With some exceptions, the enemies of the future aim their attacks not at creativity itself but at the dynamic processes through which it is carried. In our post-Cold War era, for instance, free markets are recognized as powerful forces for social, cultural, and technological change—liberating in the eyes of some, threatening to others. The same is true for markets in ideas: for free speech and worldwide communication; for what John Stuart Mill called "experiments in living"; for scientific research, artistic expression, and technological innovation. All of these processes are shaping an unknown, and unknowable, future.

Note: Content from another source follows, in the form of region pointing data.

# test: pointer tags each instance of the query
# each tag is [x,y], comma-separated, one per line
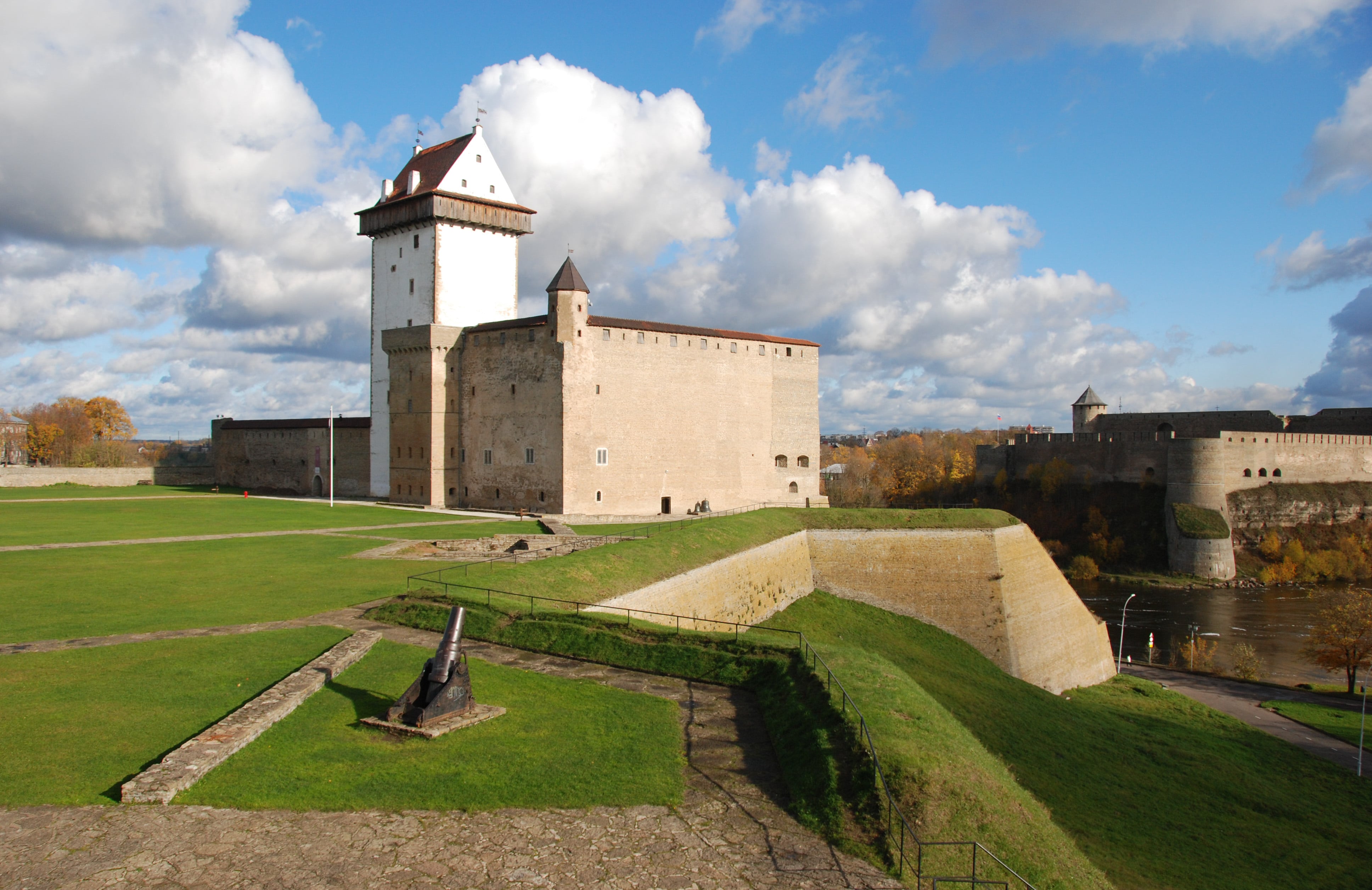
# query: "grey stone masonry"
[184,767]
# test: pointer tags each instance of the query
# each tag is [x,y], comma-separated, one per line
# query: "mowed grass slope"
[461,528]
[603,572]
[61,594]
[1337,722]
[76,724]
[1156,789]
[563,744]
[167,517]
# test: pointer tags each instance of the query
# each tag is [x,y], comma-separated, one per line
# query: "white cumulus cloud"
[1312,262]
[1027,28]
[846,88]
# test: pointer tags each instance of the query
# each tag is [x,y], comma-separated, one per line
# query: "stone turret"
[1196,475]
[1086,409]
[568,302]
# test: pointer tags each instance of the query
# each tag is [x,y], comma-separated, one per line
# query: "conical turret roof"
[568,279]
[1089,398]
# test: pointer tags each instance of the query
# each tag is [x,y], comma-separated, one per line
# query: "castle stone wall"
[686,423]
[508,393]
[276,457]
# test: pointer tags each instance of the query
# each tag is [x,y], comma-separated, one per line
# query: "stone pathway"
[1241,700]
[730,830]
[184,538]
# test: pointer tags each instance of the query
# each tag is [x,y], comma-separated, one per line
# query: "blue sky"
[1168,156]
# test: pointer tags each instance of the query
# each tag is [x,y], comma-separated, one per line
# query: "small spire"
[568,279]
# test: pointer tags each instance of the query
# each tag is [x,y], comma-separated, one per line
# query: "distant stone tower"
[1086,409]
[445,251]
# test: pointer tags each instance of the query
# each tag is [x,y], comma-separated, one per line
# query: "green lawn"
[77,724]
[1341,724]
[563,744]
[464,528]
[1156,789]
[114,520]
[60,594]
[614,528]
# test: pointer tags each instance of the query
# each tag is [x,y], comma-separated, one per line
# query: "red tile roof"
[603,321]
[433,165]
[298,423]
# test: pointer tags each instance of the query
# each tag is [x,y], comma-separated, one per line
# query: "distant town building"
[14,441]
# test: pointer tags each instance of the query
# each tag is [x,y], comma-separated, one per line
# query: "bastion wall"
[995,589]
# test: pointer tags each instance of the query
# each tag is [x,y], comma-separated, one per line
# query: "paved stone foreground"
[730,830]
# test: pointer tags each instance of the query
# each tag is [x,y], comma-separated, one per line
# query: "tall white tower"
[445,251]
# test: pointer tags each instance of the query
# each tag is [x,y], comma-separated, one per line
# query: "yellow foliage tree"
[109,419]
[43,440]
[1341,638]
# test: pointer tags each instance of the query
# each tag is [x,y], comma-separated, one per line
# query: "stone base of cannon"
[478,713]
[441,699]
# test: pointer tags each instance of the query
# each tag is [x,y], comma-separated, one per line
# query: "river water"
[1274,620]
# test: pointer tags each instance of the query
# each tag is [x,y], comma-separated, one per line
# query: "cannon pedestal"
[431,699]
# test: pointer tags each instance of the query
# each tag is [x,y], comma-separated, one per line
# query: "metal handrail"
[589,541]
[815,661]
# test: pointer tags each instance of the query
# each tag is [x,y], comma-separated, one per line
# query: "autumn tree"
[43,441]
[72,430]
[109,420]
[1341,638]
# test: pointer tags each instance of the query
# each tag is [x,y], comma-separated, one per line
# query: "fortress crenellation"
[1231,450]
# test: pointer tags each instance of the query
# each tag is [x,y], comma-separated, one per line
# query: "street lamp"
[1123,615]
[1363,726]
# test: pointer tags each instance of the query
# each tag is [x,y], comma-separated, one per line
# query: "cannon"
[444,689]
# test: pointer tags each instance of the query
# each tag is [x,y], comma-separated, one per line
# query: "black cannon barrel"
[450,645]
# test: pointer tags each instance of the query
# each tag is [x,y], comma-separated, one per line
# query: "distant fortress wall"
[1249,459]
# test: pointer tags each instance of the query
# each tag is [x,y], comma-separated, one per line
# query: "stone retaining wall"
[747,587]
[105,476]
[995,589]
[187,764]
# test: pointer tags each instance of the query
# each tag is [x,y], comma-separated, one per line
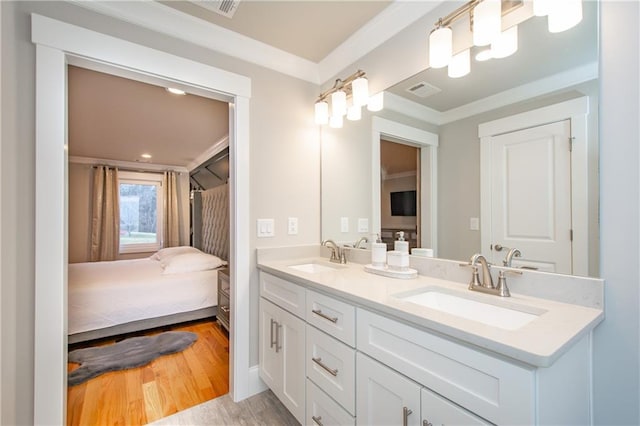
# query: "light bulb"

Some people look at such diverse, decentralized, choice-driven systems and rejoice, even when they don't like particular choices. Others recoil. In pursuit of stability and control, they seek to eliminate or curb these unruly, too-creative forces.

Stasists and dynamists are thus divided not just by simple, short-term policy issues but by fundamental disagreements about the way the world works. They clash over the nature of progress and over its desirability: Does it require a plan to reach a specified goal? Or is it an unbounded process of exploration and discovery? Does the quest for improvement express destructive, nihilistic discontent, or the highest human qualities? Does progress depend on puritanical repression or a playful spirit? Stasists and dynamists disagree about the limits and use of knowledge. Stasists demand that knowledge be articulated and easily shared. Dynamists, by contrast, appreciate dispersed, often tacit knowledge. They recognize the limits of human minds even as they celebrate learning.

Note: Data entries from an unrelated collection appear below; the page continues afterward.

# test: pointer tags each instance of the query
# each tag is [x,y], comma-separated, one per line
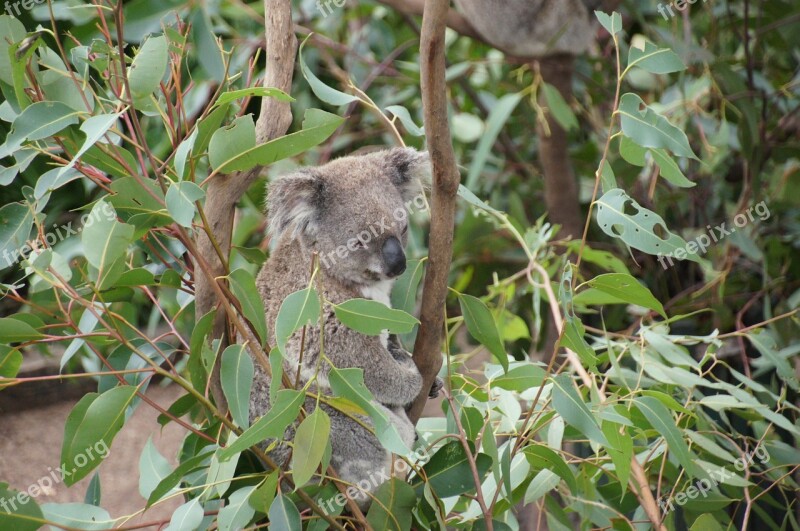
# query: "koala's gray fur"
[530,28]
[320,210]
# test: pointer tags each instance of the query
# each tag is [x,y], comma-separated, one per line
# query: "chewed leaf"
[638,229]
[654,59]
[647,128]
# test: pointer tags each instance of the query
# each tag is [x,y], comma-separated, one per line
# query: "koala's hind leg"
[358,457]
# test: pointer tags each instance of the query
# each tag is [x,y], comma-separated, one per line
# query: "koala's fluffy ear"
[293,202]
[409,168]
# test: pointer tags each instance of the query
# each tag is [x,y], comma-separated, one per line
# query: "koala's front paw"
[436,387]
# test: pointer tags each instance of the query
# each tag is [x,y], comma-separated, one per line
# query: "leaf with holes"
[298,309]
[654,59]
[372,317]
[626,288]
[647,128]
[638,230]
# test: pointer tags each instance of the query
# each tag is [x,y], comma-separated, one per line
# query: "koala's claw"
[436,387]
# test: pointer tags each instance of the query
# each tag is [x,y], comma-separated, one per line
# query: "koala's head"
[352,211]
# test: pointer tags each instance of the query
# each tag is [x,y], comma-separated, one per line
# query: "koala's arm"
[402,356]
[392,379]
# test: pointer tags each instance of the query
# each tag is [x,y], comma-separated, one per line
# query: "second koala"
[330,210]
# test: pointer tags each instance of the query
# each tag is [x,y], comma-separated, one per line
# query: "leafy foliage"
[682,374]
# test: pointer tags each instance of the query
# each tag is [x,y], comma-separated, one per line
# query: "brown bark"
[224,191]
[560,186]
[427,351]
[453,19]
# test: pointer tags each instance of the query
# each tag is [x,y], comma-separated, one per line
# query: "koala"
[351,212]
[531,28]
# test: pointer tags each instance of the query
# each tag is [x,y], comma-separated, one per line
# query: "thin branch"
[446,178]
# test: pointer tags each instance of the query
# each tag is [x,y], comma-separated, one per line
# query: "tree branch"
[224,191]
[453,19]
[427,353]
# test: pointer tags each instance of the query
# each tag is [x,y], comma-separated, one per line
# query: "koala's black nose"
[393,257]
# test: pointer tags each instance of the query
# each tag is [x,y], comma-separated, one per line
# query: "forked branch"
[427,353]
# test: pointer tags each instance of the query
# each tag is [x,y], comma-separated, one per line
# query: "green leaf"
[171,481]
[237,513]
[498,116]
[372,317]
[542,457]
[180,199]
[11,31]
[243,286]
[261,92]
[310,441]
[95,128]
[669,169]
[632,152]
[16,222]
[520,378]
[105,240]
[638,230]
[284,515]
[647,128]
[404,116]
[262,497]
[349,384]
[38,121]
[660,418]
[612,23]
[766,345]
[626,288]
[231,141]
[448,472]
[94,492]
[481,325]
[147,69]
[236,374]
[543,482]
[317,127]
[208,126]
[320,89]
[298,309]
[271,426]
[15,331]
[404,293]
[10,361]
[182,153]
[91,426]
[569,404]
[654,59]
[187,517]
[573,339]
[20,516]
[559,108]
[620,450]
[706,522]
[209,52]
[392,510]
[77,516]
[153,468]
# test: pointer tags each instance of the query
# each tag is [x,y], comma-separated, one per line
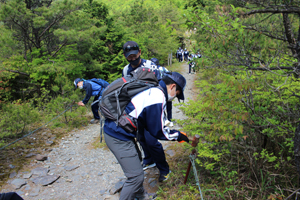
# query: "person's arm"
[88,89]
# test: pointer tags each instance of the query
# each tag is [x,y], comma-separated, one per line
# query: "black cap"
[130,47]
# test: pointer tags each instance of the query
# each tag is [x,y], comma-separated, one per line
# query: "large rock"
[70,168]
[45,180]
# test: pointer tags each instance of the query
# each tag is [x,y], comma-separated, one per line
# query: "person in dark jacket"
[92,88]
[148,108]
[154,154]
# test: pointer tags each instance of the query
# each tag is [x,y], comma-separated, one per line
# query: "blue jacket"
[92,89]
[148,107]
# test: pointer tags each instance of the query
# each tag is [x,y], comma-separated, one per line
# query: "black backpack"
[118,94]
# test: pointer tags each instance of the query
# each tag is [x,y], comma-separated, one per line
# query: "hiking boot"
[95,121]
[147,166]
[164,177]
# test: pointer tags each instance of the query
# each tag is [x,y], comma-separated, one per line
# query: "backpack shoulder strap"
[125,70]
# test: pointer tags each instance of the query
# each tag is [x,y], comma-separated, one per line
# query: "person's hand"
[183,138]
[80,103]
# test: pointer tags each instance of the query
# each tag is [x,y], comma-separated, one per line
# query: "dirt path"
[75,170]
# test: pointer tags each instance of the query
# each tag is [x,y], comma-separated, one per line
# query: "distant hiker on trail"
[147,108]
[93,87]
[186,55]
[179,54]
[191,64]
[132,53]
[161,69]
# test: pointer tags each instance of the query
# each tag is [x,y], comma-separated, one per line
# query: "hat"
[180,80]
[76,82]
[130,47]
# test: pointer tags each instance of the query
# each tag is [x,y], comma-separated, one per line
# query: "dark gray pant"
[127,155]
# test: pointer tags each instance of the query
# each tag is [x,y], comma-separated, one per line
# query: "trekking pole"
[194,144]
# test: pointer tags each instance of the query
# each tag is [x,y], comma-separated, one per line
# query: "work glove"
[183,138]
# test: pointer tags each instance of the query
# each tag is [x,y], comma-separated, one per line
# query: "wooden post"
[194,144]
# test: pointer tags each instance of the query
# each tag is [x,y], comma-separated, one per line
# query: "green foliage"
[15,118]
[245,115]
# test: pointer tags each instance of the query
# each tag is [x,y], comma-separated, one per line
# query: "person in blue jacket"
[92,88]
[148,108]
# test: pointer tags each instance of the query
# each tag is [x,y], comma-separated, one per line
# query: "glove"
[183,138]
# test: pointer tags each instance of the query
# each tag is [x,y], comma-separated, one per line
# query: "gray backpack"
[118,94]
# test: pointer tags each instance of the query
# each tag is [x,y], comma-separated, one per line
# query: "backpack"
[118,95]
[146,64]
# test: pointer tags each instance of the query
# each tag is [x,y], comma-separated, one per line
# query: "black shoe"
[147,166]
[164,177]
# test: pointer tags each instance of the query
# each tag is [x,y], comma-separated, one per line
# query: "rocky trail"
[75,169]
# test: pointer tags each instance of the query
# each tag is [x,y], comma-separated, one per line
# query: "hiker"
[179,54]
[93,87]
[147,107]
[154,154]
[132,54]
[186,54]
[191,63]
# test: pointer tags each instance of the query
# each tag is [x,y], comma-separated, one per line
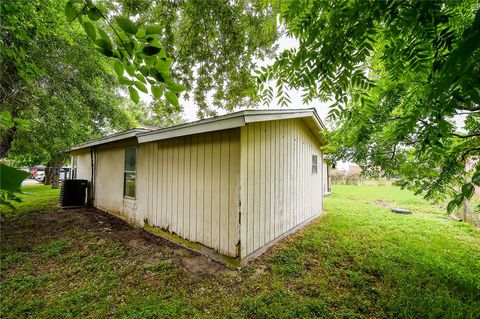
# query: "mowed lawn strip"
[358,260]
[35,198]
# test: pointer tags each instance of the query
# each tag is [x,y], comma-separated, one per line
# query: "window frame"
[314,164]
[125,172]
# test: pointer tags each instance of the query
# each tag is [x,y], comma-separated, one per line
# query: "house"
[228,186]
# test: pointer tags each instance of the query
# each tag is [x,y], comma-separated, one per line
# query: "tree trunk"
[52,175]
[465,209]
[46,179]
[55,177]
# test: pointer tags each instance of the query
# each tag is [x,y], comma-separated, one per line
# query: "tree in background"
[213,44]
[405,78]
[52,79]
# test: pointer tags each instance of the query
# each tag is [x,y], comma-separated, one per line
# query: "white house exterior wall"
[190,186]
[278,189]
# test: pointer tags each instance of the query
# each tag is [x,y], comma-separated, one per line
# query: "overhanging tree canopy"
[403,74]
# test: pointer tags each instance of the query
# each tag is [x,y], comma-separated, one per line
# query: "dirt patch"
[143,247]
[383,203]
[201,265]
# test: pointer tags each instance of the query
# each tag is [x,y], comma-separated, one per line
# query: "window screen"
[314,164]
[130,172]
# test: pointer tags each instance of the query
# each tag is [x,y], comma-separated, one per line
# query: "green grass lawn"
[35,198]
[357,261]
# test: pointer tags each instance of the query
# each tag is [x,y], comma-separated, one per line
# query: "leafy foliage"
[213,46]
[52,79]
[10,181]
[140,60]
[404,75]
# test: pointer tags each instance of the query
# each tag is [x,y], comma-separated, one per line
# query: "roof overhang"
[234,120]
[223,122]
[110,138]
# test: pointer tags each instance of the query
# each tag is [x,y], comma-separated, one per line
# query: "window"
[314,164]
[130,172]
[74,168]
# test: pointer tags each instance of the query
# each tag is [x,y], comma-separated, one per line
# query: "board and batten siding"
[190,186]
[278,189]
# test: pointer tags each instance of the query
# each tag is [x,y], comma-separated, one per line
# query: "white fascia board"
[193,128]
[255,116]
[107,139]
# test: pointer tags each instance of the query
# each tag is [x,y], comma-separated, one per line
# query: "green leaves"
[126,25]
[172,98]
[154,29]
[157,92]
[150,50]
[136,50]
[140,86]
[133,94]
[70,12]
[467,190]
[90,30]
[476,179]
[11,178]
[118,68]
[94,14]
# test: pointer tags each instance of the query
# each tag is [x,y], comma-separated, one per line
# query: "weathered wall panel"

Those conflicts lead to very different beliefs about good institutions and rules: Stasists seek specifics to govern each new situation and keep things under control. Dynamists want to limit universal rule making to broadly applicable and rarely changed principles, within which people can create and test countless combinations. Stasists want their detailed rules to apply to everyone; dynamists prefer competing, nested rule sets. (Disneyland's rules may be good for the park, but that doesn't make them the right rules for everyone else.) Such disagreements have political ramifications that go much deeper than the short-term business of campaigns and legislation. They affect our governing assumptions about how political, economic, social, intellectual, and cultural systems work; what those systems should value; and what they mean."


Anonymous Jim said...

Interesting post, but I have one small but crucial correction: Postrel is taking about Stasists vs Dynamists, not Statists. It's an important point, as it is possible (but arguably not very likely) to have a dynamic state. In fact, Dani Rodrik argues that the evidence suggests that the more 'open' and internationally integrated states become, the larger becomes the size of government in the economy. He explains it as greater exposure to risk from openness increasing the demand for insurance.

Mon Feb 13, 09:44:00 PM GMT  
Blogger Karole said...

Sorry; I missed this comment. You say Postrel misdecribes her own argument? Interesting. I wonder though whether one can distinguish "stasists" from "statists" in practice. I think Rodrik's point is open to the criticism that it does not distinguish between correlation and causation. I haven't read his work, only an (unsympathetic though not unfair or partial) representation of and response to it.